Although traceability concerns the identity of the original message sender, it may also lead to decryption of the content. To be sure, the traceability provision states that in complying with a traceability order, no SSMI “shall be required to disclose the contents of any electronic message.” But this provides scant comfort to those concerned about E2EE. The proviso states that the government may not require the intermediary to disclose the content of any message, not that it will not effectively require the intermediary itself to access the content. Indeed, in many cases, the government may already have the content of a message and therefore not be seeking disclosure of that content, but rather the identity of the originator. The intermediary may have no way of linking the known content to the originator without itself accessing the content of messages to identify the relevant string of messages for which it must disclose the originator. In other words, to comply with the traceability mandate and shield themselves from liability, the lack of other effective alternatives may compel intermediaries to build the capability of accessing content that would have otherwise been protected by E2EE. To truly protect E2EE, the proviso would have exempted platforms from complying with the traceability mandate if the only technically feasible method of compliance was to access message content. 

Legally Questionable

No matter how traceability is implemented, it will either severely undermine encryption or break it, resulting in a loss of anonymity, privacy and free speech. The Indian Supreme Court laid down a necessity and proportionality test when it recognized that “the right to privacy is protected as an intrinsic part of the right to life and personal liberty under Article 21 and as a part of the freedoms guaranteed by Part III (fundamental rights) of the Constitution.” The four essential limbs of the test are: “(i) the action must be sanctioned by law; (ii) the proposed action must be necessary in a democratic society for a legitimate aim; (iii) the extent of such interference must be proportionate to the need for such interference; and (iv) there must be procedural guarantees against abuse of such interference.”

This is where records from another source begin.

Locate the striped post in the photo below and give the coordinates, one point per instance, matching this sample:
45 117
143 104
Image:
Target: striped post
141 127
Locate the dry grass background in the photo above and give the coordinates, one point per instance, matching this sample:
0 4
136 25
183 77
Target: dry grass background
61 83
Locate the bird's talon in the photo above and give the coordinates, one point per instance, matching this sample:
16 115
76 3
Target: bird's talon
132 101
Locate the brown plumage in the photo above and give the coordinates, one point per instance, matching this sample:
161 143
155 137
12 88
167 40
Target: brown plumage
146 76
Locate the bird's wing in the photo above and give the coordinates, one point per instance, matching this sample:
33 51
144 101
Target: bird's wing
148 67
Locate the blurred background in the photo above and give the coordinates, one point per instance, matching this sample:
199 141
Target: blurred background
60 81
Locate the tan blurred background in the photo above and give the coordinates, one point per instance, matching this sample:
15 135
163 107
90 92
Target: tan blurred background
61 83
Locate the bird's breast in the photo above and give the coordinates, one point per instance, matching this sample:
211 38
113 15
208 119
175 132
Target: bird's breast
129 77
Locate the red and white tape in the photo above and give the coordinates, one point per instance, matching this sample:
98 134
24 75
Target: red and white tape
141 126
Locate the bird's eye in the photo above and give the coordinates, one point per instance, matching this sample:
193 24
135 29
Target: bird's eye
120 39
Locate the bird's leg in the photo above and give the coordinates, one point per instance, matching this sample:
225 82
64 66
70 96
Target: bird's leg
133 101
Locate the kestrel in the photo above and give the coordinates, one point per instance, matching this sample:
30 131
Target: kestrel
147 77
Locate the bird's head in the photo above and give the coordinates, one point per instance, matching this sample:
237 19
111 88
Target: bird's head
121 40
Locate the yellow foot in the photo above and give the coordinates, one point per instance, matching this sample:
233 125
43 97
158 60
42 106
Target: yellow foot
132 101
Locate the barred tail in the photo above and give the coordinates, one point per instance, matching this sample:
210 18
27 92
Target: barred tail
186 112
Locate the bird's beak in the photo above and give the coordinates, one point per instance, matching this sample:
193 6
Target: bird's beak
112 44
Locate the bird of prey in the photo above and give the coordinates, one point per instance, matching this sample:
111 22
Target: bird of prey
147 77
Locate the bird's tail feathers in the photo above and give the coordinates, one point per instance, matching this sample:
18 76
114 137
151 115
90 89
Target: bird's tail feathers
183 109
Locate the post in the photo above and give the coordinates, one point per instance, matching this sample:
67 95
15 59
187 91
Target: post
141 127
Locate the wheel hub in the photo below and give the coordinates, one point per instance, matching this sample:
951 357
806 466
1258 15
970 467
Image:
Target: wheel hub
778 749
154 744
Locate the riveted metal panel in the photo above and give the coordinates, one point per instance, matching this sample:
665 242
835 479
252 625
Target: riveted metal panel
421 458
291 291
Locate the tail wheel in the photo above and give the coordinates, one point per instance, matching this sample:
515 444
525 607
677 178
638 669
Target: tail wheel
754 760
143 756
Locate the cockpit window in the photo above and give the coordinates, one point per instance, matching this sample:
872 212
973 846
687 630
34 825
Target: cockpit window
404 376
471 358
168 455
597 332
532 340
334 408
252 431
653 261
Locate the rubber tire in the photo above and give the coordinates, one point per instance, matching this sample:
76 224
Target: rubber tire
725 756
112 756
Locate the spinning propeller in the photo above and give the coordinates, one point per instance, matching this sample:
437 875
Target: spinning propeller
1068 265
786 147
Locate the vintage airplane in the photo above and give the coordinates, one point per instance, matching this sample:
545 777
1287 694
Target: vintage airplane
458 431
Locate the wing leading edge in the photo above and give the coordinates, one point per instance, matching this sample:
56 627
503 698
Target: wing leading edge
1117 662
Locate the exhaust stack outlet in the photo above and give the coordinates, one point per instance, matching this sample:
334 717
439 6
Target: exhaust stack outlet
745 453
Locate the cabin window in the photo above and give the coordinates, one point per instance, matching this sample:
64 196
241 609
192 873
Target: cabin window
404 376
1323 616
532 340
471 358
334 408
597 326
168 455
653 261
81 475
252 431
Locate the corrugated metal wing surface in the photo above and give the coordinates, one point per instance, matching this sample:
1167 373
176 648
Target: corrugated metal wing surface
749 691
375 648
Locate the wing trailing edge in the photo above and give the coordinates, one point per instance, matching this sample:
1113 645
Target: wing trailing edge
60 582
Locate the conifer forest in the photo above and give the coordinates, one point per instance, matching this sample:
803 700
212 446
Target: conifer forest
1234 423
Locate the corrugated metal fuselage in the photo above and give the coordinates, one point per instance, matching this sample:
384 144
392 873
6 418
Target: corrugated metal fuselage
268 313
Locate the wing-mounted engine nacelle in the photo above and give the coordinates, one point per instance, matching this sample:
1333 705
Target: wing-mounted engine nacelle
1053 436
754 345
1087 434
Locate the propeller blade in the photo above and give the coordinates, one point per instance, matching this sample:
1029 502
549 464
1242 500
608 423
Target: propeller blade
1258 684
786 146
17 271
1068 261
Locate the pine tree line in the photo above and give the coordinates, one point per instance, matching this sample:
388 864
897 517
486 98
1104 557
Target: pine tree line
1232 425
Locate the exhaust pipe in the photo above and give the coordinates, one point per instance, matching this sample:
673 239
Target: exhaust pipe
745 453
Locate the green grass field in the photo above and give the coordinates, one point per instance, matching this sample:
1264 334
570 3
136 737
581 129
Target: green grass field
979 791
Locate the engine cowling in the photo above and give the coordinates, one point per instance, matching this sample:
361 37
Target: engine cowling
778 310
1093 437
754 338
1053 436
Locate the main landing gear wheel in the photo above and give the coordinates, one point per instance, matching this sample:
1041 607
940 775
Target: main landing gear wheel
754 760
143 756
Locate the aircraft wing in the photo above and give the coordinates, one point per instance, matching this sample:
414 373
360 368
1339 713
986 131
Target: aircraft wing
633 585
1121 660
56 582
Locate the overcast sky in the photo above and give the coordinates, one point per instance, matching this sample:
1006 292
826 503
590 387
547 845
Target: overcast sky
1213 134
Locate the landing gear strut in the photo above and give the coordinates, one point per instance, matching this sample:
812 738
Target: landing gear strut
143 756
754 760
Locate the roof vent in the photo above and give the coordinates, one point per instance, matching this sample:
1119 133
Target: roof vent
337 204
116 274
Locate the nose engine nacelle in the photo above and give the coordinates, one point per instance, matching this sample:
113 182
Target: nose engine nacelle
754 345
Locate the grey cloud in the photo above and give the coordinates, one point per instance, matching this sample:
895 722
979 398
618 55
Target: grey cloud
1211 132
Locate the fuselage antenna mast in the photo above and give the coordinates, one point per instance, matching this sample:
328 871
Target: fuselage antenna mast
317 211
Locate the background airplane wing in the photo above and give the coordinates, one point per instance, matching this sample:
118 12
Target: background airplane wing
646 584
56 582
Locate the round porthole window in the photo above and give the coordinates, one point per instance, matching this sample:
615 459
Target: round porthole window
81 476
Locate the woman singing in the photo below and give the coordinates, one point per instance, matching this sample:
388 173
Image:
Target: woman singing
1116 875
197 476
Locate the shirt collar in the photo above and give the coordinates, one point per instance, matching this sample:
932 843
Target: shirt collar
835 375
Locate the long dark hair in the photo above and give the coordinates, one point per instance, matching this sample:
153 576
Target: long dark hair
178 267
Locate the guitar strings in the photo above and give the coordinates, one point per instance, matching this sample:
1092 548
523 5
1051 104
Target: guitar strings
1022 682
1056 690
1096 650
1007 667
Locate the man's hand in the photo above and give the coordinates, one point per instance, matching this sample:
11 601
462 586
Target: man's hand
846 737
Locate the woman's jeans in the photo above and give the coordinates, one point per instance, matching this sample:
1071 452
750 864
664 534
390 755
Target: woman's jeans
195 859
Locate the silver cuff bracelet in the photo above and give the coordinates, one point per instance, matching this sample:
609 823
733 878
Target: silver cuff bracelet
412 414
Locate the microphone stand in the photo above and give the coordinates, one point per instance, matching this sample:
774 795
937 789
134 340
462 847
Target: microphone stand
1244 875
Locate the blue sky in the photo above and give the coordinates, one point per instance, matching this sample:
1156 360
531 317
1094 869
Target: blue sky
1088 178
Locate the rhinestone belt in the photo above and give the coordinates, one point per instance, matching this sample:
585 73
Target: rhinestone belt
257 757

The traceability requirement may well fail every part of this test: (i) nothing in the parent statute, the Information Technology Act, contains any traceability or comparable requirement and thus it does not appear to be sanctioned by law; (ii) the requirement is not necessary for a legitimate aim since, as discussed above, it will not actually achieve its professed aim; (iii) the interference is disproportionate because it imperils the privacy and free expression rights of millions of users, and the country’s information security; and (iv) there are no material safeguards against interference for users of E2EE platforms, as evident by the fact that the government can order the disclosure of identity information without any form of prior judicial review.

Conclusion

Traceability is antithetical to privacy, security and free expression. Its implementation will necessarily vitiate the security of E2EE platforms and compel them to fundamentally alter their architecture. E2EE is a vital tool that enables users to communicate safely. It creates a secure space within which users can share intimate thoughts, medical and financial information, unpopular ideas, and dissenting views, all without fear of unauthorized access. Traceability would undermine that in exchange for little or no public benefit.